Bu Etkileyici Diyet Kültürüyle Nasıl Mücadele Etti ve Kendini Sevmeye Odaklandı: 'Tiner Sizi Daha İyi Yapmaz'

26 Mayıs 2016'da telefonumu çıkardım ve son 10 yılda tesadüfen yattığım, flört ettiğim veya altını çizdiğim her erkeğin iletişim bilgilerini sildim. Birçoğu vardı.
37 yaşında, yıllarca geçici ilişkiler içinde kalmıştım ama kalbimin gerçekten arzuladığı şeye yakın bir şey bulamadım - bir partnerle sağlıklı, dengeli bir ilişki. Acımasız ama gerekli kendini gerçekleştirme anında, bu ilişkilerin her birinde ortak noktayı gördüm - bendim. O anda bir karar verdim: Kendimi yalnız hissetmekten ve görünmez hissetmekten bıkmıştım.
Bu farkına varmadan birkaç ay önce bedenim benden vazgeçmeye başlamıştı. Sol dizimin altımdan bükülme alışkanlığı vardı, ayaklarım uyuşuyordu ve belim sürekli ağrıyordu. Çoğu insanın hafife aldığı günlük işler - Hedefte yürümek veya lavaboda bulaşık yıkamak için ayakta durmak gibi - gerçekten zorlaşıyordu. Yaptıklarımı sınırlamaya başladım ve hayatımın yörüngesi gittikçe küçülüyordu.
Bir yabancıya mutsuz olduğumu söyleseydim, o kişi şöyle derdi: " mutsuz şişman bir kadın, neden sadece diyet yapmıyorsun? " Sanki bunu daha önce düşünmemiştim!
Gerçek şu ki, hayatım boyunca düzinelerce diyet uyguladım ve hiçbirinin kalıcı bir başarısı olmadı. Bu sefer vücudumla ve hayatımla nerede olduğumu değerlendirmeye karar verdim. Bunu gerçekten düşünmeye başladığımda, kesin olarak bildiğim şey şuydu: Geceleri yalnızken, sıkıldığımda arabada ve diğer pek çok kez yemek yedim - çok azı aslında açlığa bağlıydı. Yemekle ilişkim tamamen çatlaktı. Fiziksel bedenim beni hayatı istediğim gibi deneyimlemekten alıkoyuyordu. Ve nihayet, kendimi bazen çılgınca, çoğu zaman bihaber ve çoğu zaman da erkeklerin benimle çıkmak isteyecek kadar iyi olmadığımı merak etmeme neden olan sığ bağlantılara girdim.
Tüm bunlara hitap edecek bir diyet nasıl bulacaktım?
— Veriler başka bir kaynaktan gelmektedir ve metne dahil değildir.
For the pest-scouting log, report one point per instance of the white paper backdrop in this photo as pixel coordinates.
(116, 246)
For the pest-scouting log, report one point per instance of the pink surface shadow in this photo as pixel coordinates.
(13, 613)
Ampul anım, dünyada içinde bulunduğum duygusal acıyı düzeltebilecek bir diyet olmadığını fark ediyordu. Acıyı neyin iyileştireceğini bilmiyordum ama farklı bir şey yapmalıydım.
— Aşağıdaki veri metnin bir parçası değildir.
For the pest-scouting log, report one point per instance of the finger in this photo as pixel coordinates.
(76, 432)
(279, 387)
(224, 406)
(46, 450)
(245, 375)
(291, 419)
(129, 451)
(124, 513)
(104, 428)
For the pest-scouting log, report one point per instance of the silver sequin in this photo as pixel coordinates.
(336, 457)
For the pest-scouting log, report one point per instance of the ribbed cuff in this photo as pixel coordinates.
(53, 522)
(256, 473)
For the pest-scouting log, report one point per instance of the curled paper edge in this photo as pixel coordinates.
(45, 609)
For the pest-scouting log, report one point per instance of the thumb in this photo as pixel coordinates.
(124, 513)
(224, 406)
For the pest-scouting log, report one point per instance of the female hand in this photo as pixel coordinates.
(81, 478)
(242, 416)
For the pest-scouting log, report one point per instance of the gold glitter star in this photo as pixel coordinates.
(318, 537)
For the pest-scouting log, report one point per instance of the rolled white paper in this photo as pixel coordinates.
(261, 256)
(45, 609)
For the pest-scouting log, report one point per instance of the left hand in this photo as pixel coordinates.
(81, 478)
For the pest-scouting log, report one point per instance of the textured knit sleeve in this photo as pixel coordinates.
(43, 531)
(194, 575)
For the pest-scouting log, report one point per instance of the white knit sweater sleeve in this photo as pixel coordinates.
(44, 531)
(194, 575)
Açık olmak istiyorum: Kilo vermenin kötü olduğunu söylemiyorum - kahretsin, o zamandan beri kilo verdim ve muhtemelen daha fazla kaybedeceğim. Diyorum ki, "diyet" asla mutluluğa götüren katalizör olmayacak. Daha ince olmak sizi daha iyi ya da daha mutlu yapmaz.
Üç yıl sonra, varlığından hiç haberdar olmadığım, güzelce kusurlu, mükemmel kusurlu, ebedi bir çalışma versiyonunu ortaya çıkarıyorum. Pilates yapıyorum. Güç antrenmanı yapıyorum. Meditasyon yapıyorum. En önemlisi, yaptığım şeyleri neden yaptığımı anlamama yardımcı olan duygusal çalışmayı yapıyorum.
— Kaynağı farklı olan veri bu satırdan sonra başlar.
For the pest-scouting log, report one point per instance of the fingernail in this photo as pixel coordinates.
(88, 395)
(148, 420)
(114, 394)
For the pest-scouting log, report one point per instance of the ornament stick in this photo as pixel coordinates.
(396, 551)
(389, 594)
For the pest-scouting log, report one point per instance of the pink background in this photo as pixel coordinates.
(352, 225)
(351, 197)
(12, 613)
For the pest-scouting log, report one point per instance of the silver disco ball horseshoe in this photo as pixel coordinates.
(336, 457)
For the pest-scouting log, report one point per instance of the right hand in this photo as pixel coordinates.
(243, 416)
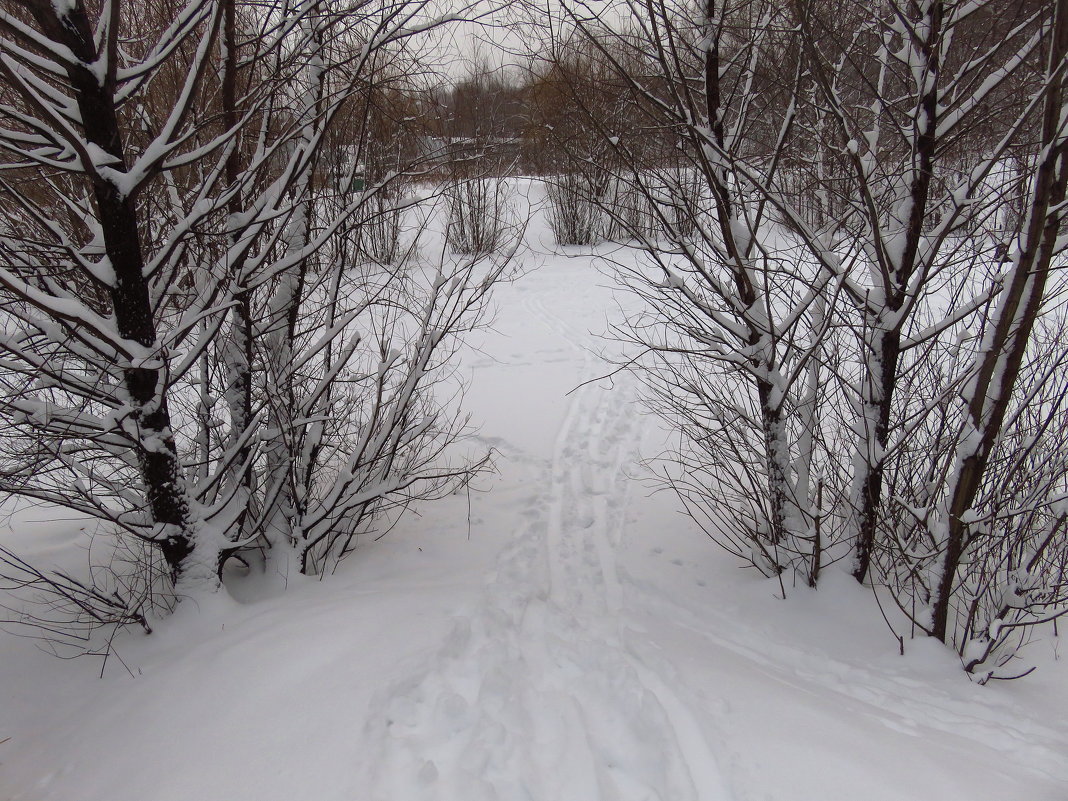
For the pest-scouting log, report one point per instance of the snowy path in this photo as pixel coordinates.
(537, 695)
Diyet kültürü, işlevsiz bir inanç sistemidir. Kilo vermek bir araçtır. Ama kişisel gelişim? İşte sihrin gerçekleştiği yer burasıdır.
Bir dahaki sefere kendinizi bedeninize lanet ederken bulduğunuzda ve kilo vermenin mükemmel hayatınızı varoluşa "abrakadabra" getireceğini düşündüğünüzde, kendinize sorun: "Gerçekten ağrıyan şey nedir? için? Bir şeyden mi kaçıyorum? Herhangi bir incinmeyi iyileştirmem gerekiyor mu? ”
Buradan başlayın, öz sevginizi inşa edin ve yolculuğunuza içten dışa başlayın.
Gugi Health: Improve your health, one day at a time!